Of all the departures from the books Game of Thrones has taken so far, the Hardhome sequence is, in my assessment, the most astute, narratively successful, and dramatically satisfying, at least in the immediate term. What was so affective about the big reversal in that sequence from the perspective of a “book reader” is that everything was going more or less as it had in the book and then took as sharp a turn as it possibly could have, taking an event alluded to in the books but not witnessed by a P.O.V. character and turning it into an impactful and crucial moment for one of the most important characters of the series, both in terms of his own development and his story as a whole.
The Hardhome sequence itself was, of course, completely visually stunning and dramatically compelling. Kit Harington continues his excellent work this season in a sequence that allowed and required him/his character to deploy the most crucial lessons Jon’s major father figures, Ned Stark and Jeor Mormont had taught and passed down to him. Jon needed to deploy his father’s resolve and moral integrity, Mormont’s diplomacy and urgency, and the leadership and willingness to make tough decisions and stand by them that he learned from both in the meeting with the Wildling elders, in a scene that closely resembled Mormont’s meetings in Craster’s Keep. In the ensuing battle, Jon was made to utilize the combat skills and bravery taught to him by Ned, while also wielding the very weapon given to him by Mormont, both of which turned out to be of more figurative and literal value to him than he or the audience even knew.

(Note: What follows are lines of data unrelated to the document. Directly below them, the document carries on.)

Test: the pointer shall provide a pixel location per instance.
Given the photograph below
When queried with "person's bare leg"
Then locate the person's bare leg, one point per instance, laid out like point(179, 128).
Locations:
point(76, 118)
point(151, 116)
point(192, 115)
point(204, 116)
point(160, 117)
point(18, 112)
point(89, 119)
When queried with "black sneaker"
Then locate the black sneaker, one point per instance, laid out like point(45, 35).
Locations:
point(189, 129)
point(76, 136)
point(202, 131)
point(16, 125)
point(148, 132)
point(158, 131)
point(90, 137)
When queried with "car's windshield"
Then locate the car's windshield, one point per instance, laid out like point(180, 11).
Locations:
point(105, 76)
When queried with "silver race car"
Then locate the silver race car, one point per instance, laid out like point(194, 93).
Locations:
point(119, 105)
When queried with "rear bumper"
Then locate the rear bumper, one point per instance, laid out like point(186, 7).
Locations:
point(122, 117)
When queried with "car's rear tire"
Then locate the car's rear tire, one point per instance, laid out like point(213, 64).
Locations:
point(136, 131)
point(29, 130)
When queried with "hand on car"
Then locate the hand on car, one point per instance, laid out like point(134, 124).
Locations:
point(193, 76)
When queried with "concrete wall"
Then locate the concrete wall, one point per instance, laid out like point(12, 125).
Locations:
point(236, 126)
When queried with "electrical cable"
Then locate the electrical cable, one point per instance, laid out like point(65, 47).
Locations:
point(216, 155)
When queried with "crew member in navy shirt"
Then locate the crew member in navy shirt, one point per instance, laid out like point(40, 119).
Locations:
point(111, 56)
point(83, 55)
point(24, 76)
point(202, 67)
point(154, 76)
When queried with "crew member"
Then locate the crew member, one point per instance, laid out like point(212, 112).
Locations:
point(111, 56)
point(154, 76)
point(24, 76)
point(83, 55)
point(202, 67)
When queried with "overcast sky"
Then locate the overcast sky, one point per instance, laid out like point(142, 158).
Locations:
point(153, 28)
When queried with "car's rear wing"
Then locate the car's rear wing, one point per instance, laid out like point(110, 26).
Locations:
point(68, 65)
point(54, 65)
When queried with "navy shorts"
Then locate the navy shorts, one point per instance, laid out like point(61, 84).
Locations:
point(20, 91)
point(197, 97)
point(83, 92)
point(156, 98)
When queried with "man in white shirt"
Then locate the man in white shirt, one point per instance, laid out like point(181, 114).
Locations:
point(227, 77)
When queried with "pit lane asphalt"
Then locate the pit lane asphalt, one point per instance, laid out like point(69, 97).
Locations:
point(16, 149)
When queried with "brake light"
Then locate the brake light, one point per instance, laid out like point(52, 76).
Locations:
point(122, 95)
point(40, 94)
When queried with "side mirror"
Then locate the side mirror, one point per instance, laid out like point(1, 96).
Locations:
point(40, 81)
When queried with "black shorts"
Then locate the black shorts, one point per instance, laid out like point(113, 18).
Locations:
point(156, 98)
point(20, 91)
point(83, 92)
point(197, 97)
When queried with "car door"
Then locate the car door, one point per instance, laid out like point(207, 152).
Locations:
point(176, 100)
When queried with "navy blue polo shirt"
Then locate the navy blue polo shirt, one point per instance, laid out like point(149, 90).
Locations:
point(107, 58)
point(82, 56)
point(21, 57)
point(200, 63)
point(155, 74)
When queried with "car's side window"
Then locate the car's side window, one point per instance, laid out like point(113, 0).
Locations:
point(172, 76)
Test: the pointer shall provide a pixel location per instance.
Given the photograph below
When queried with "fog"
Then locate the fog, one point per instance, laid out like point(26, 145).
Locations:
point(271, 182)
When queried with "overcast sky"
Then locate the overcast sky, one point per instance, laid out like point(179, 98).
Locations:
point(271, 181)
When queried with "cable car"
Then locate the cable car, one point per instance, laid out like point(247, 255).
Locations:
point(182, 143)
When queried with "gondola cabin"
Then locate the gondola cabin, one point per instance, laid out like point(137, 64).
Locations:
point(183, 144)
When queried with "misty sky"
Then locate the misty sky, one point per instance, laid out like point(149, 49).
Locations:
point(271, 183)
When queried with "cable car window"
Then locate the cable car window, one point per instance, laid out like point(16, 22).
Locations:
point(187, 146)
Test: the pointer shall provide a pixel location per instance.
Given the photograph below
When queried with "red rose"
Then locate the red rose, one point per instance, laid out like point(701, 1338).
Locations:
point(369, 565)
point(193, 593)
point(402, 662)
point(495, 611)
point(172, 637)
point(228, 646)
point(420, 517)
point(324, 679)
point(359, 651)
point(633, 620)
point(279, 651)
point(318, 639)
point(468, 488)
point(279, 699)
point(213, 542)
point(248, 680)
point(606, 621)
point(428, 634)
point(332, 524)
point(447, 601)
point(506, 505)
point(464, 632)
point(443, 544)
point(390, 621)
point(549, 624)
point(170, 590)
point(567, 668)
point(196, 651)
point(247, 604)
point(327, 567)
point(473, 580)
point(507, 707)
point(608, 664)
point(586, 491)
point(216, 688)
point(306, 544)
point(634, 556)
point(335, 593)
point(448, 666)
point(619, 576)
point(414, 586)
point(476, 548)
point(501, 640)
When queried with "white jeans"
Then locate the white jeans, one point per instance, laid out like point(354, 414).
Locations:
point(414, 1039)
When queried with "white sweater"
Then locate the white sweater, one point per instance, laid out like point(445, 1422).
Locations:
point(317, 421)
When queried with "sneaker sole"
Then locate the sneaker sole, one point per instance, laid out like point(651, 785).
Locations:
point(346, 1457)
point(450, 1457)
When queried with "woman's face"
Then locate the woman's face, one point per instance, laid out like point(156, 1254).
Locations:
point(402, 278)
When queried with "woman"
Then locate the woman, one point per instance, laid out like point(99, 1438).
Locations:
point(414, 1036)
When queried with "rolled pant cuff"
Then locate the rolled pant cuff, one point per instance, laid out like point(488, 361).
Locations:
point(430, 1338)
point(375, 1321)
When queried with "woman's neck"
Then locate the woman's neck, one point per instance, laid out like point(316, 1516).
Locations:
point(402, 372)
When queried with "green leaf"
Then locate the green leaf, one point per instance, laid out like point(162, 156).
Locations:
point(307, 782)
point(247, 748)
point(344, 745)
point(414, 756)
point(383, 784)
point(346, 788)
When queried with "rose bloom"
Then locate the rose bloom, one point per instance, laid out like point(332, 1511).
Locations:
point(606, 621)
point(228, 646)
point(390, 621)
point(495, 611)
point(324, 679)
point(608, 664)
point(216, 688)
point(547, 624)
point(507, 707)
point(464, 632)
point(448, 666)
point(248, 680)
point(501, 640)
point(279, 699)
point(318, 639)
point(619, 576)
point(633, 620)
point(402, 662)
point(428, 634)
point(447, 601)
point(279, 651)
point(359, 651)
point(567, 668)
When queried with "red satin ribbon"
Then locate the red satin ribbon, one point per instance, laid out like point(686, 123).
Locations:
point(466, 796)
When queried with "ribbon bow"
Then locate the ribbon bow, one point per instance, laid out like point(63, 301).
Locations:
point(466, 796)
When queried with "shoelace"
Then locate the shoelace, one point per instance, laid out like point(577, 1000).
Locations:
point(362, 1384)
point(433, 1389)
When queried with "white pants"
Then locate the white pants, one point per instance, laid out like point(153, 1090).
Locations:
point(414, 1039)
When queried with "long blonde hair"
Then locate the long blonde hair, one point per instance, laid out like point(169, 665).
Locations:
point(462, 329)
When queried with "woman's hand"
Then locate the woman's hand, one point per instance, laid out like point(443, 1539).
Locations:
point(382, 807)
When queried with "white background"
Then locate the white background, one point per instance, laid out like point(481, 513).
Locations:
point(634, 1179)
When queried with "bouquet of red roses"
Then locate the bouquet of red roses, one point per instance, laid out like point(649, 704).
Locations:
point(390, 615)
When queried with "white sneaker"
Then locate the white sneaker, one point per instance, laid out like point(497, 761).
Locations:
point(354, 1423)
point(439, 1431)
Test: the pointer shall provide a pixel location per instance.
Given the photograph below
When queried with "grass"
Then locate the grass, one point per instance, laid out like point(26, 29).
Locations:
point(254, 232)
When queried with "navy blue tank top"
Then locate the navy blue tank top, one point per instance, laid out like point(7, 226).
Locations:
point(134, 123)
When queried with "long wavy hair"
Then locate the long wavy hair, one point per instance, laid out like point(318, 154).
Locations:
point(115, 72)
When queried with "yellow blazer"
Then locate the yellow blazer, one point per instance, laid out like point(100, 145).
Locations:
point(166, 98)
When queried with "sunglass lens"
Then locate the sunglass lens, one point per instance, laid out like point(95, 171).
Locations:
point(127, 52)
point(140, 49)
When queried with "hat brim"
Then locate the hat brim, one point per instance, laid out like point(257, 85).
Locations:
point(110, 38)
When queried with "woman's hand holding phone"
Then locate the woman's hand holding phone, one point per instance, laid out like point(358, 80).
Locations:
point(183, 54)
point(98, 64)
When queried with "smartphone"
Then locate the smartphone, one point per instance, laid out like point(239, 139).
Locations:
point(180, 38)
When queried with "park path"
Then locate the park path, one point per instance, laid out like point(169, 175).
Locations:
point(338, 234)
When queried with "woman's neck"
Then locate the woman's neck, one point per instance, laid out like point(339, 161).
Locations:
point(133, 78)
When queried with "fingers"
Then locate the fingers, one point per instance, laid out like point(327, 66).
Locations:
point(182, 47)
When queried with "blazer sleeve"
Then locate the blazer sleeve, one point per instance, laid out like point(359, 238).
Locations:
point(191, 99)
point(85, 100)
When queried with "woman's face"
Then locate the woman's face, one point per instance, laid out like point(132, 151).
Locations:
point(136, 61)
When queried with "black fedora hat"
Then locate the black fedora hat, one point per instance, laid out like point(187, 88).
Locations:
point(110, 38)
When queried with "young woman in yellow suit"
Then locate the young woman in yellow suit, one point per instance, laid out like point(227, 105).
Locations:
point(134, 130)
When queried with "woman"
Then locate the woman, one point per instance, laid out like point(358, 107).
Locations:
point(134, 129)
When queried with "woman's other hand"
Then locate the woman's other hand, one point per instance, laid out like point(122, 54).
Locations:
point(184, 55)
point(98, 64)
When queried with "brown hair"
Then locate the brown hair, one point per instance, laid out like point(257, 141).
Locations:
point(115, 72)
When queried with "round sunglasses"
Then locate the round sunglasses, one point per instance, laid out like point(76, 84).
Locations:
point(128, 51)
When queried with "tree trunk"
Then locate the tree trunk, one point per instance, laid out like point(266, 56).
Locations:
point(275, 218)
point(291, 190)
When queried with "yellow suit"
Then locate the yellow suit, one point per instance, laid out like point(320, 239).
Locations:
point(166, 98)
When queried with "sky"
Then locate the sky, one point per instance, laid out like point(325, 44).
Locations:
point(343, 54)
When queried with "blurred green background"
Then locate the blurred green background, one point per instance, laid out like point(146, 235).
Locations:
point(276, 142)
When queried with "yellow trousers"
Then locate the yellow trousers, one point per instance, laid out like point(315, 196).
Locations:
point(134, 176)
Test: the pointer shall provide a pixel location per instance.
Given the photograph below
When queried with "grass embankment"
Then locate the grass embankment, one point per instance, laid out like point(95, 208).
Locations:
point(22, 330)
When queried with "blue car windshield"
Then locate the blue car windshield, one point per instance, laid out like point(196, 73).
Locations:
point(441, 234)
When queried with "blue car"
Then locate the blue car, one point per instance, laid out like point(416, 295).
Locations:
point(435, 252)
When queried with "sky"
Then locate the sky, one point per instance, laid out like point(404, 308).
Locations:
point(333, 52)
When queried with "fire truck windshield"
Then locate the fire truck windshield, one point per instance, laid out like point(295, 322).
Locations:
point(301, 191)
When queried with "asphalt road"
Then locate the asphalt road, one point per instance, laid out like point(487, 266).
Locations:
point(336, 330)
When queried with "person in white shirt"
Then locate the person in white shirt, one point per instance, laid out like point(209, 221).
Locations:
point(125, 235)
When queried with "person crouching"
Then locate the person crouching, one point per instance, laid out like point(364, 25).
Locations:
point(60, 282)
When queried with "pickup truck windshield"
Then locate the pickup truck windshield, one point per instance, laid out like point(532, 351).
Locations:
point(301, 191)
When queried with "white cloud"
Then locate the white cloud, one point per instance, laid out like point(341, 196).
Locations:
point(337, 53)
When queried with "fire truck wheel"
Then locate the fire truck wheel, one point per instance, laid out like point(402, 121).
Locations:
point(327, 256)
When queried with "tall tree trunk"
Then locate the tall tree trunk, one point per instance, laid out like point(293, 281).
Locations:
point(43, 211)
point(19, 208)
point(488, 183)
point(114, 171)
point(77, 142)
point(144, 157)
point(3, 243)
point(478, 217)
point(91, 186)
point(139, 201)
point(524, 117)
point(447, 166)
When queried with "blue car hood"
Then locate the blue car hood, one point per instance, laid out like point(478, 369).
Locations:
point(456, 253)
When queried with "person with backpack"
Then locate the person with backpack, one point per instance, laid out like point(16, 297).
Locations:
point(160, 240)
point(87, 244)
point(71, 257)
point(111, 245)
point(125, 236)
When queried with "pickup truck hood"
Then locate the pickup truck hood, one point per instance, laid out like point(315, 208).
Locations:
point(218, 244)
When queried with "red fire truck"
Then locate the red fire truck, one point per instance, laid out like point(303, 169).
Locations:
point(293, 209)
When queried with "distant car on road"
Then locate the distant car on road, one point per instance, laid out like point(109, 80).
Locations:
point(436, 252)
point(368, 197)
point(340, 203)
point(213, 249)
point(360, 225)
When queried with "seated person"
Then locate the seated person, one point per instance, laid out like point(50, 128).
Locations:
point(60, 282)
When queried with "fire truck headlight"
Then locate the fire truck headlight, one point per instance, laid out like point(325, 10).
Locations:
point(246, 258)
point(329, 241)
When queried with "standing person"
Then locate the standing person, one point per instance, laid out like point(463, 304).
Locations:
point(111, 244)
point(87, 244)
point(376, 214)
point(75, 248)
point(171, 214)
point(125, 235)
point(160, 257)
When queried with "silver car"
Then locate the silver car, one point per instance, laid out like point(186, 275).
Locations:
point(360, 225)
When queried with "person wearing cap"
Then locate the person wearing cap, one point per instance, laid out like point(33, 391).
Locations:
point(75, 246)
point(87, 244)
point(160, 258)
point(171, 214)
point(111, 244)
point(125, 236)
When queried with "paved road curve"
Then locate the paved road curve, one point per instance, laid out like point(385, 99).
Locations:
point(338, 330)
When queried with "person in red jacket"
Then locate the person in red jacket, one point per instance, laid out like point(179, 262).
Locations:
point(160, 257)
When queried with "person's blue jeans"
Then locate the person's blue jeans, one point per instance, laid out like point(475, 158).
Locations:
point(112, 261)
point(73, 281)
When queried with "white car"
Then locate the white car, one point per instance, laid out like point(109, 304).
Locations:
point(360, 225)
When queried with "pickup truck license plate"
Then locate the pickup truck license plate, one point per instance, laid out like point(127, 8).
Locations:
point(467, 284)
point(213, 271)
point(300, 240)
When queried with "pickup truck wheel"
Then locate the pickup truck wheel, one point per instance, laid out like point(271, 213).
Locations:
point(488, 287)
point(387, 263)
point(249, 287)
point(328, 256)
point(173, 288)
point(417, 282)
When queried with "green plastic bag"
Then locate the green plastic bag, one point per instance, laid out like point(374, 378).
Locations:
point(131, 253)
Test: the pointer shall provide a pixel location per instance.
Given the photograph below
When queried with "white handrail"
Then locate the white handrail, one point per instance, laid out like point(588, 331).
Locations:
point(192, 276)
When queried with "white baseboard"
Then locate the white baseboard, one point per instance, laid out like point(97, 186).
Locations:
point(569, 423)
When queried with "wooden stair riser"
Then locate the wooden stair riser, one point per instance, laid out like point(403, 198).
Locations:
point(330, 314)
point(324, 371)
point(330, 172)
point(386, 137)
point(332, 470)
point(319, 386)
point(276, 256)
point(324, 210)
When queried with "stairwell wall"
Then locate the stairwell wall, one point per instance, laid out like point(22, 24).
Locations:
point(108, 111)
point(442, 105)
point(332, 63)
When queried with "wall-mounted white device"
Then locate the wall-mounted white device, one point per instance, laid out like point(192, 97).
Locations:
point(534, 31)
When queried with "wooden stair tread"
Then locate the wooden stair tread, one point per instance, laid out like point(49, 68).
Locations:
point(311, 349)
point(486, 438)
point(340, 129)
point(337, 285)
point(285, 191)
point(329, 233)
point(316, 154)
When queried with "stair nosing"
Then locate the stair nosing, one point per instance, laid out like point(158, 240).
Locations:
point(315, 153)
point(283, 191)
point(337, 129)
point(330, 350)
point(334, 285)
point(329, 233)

Part of what I loved so much about the Hardhome sequence was how it served as a reminder that even in such a bleak narrative reality as this, there are moments of genuine decency, leadership, and true heroism. A Song of Ice and Fire is set in as murky a moral universe as I can imagine, yet still there are characters such as Jon who while managing to be undeniably multidimensional from a narrative standpoint are also, somehow, nearly unimpeachable morally and ethically. In the books as well as the television series, I come away with a great deal of admiration for Jon. He’s a truly incredible character in this way, which is a huge part of what makes him such a worthy and consistent fan favorite.